# Newbie: Help with installing master volume on a Traynor yba-1



## soulwax101 (Feb 8, 2010)

Sorry i posted this in the wrong section!

So i got 2 traynor YBA-!'a for a steal. I'm a complete rookie with amp tinkering and i would like to make a few changes. The complete lack of an amp tech where i live forces me to try it myself. Ive already drained the filter caps and replaced the volume pots with 1M's and changed the tone stack values slightly and removed the volume 2 bright cap......i really like the sound! Now i would like to add a PPIMV master volume, a bias pot and change to a 3 prong cord. I have the Schematics but im embarrassed to say i can make very little out from them. I have a detailed pic of the turret board i found online which matches mine. Here it is:

http://web.me.com/soulwax101/Site_2/...My_Albums.html

Is anyone able to tell me based on the schematics and the pic of the board where to start?

Thanks all!


----------



## Geriatricrocker (Jul 20, 2009)

Your link gave nothing , since the old Traynors were available in slightly different models, can you tell me whether your amp has 7027 or EL34 outout tubes? There is slightly different wiring for the two and the bias voltage is different as well. I had one with 7027A's and added a pot to adjust the bias voltage , I wa able to get a good clean sound as well as a better overdrive by adjusting it, but, you have to set limit as to how far it can adjust, too little and the tube overheats and too much and you cut out the sound completely. Instead of removing the bright cap I would have recommended bridging the two inputs, by balancing the settings of both inputs could get a better variety of sounds.


----------



## soulwax101 (Feb 8, 2010)

Sorry here's a new link:

http://web.me.com/soulwax101/Site_2/My_Albums/Pages/Traynor.html

This one has EL34 tubes and no choke. See what you think!


----------



## Wild Bill (May 3, 2006)

soulwax101 said:


> Sorry i posted this in the wrong section!
> 
> So i got 2 traynor YBA-!'a for a steal. I'm a complete rookie with amp tinkering and i would like to make a few changes. The complete lack of an amp tech where i live forces me to try it myself. Ive already drained the filter caps and replaced the volume pots with 1M's and changed the tone stack values slightly and removed the volume 2 bright cap......i really like the sound! Now i would like to add a PPIMV master volume, a bias pot and change to a 3 prong cord. I have the Schematics but im embarrassed to say i can make very little out from them. I have a detailed pic of the turret board i found online which matches mine. Here it is:
> 
> ...


First off, I wouldn't bother! The PPIMV is not likely to give you what you want anyway!

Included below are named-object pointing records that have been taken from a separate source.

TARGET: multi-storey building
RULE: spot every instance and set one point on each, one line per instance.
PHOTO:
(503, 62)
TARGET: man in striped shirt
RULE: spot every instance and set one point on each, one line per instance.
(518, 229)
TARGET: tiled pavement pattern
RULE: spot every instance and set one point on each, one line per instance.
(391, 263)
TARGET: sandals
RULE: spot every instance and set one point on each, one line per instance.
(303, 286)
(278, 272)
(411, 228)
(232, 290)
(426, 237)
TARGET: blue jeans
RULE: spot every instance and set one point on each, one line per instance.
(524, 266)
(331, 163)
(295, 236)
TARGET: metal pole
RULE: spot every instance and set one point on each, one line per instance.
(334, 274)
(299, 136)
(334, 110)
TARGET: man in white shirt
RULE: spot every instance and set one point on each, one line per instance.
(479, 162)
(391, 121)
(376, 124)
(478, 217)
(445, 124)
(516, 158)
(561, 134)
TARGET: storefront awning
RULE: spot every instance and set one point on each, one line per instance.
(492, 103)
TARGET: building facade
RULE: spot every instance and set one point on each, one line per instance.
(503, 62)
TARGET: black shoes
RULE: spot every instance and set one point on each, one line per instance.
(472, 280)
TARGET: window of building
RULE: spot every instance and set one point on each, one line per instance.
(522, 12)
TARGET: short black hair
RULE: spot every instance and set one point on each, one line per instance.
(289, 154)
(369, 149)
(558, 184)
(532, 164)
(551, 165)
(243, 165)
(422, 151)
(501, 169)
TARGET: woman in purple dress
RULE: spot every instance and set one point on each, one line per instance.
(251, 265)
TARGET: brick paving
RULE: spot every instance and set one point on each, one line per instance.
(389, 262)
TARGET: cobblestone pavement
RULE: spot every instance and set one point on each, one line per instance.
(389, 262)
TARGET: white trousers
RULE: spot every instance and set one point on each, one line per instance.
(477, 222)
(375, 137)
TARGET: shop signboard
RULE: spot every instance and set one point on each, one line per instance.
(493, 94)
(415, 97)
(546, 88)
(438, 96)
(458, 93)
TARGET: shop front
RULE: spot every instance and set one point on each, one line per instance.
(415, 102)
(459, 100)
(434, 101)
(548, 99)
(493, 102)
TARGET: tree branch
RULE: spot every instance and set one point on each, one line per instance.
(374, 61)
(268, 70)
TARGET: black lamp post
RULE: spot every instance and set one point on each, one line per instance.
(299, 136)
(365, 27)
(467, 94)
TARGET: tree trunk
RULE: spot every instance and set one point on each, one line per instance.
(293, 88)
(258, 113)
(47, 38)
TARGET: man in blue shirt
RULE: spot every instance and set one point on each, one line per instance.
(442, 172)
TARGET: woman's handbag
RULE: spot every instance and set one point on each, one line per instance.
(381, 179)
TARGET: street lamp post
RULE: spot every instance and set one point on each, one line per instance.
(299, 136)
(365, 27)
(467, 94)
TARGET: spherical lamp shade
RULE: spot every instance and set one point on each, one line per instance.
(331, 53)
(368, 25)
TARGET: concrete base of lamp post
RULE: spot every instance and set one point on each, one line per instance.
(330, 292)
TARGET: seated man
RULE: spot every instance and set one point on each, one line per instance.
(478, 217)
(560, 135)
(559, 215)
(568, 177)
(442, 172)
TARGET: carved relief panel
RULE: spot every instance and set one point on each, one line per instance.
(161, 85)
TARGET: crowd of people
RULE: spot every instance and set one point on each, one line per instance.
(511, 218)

This is a vintage amp. It only has a few gain stages. It got its great sound from driving the power tubes LOUD! It is famous for its power tube distortion. Now you're talking about a circuit that will only give preamp distortion. You won't have enough stages for much of that distortion, even with the PPIMV. Then you're gonna turn down the MV so your power amp distortion will completely disappear?

It sounds like you're trying to turn your YBA-1 into an H & K or a Bogner! You want to put a nitrous oxide kit into a Toyoto Echo.

Second, if you want to learn to work on amps then LEARN TO READ SCHEMATICS! I firmly believe that without schematics you can NEVER be a real tech! Forget pictures! You might as well learn Braille instead!

You have to study and understand, grasshopper! Otherwise all you'll ever be is a guy who can sorta copy some instructions, always needing a lot of help from other guys. If you make even the simplest mistake, you'll be lost! It's like a guy who works for Ford putting transmissions in their trucks on the assembly line. He knows nothing about transmissions! He's just been trained to go through the motions like a robot! Give him a Chevy to work on and he'll be lost!

I'm not trying to just rain on your parade. It's just that I've seen this picture SO many times over the years! If you don't do things right you will be at exactly the same level, 20 years from now!

A bit of effort in the beginning will save you BAGS of time in the long run! Please don't short-circuit yourself!


----------



## User_X (Feb 1, 2008)

I've done MV on a couple of Bassmasters.
Wasted effort.
If you ever have a chance to try a Mark3 with its factory MV you will hear what can be done and it ain't great.

UNLESS you have access to an amp that has been modded, to your satisfaction, and know how to do yours to match, a lot of tips are dead ends.
....so here's another....use an OD pedal. You get a good OD sound at various levels, you retain the full clean sound, and you still get the original amp OD tone if you can ever crank it.
Saves a lot of work, time and, often, money.


----------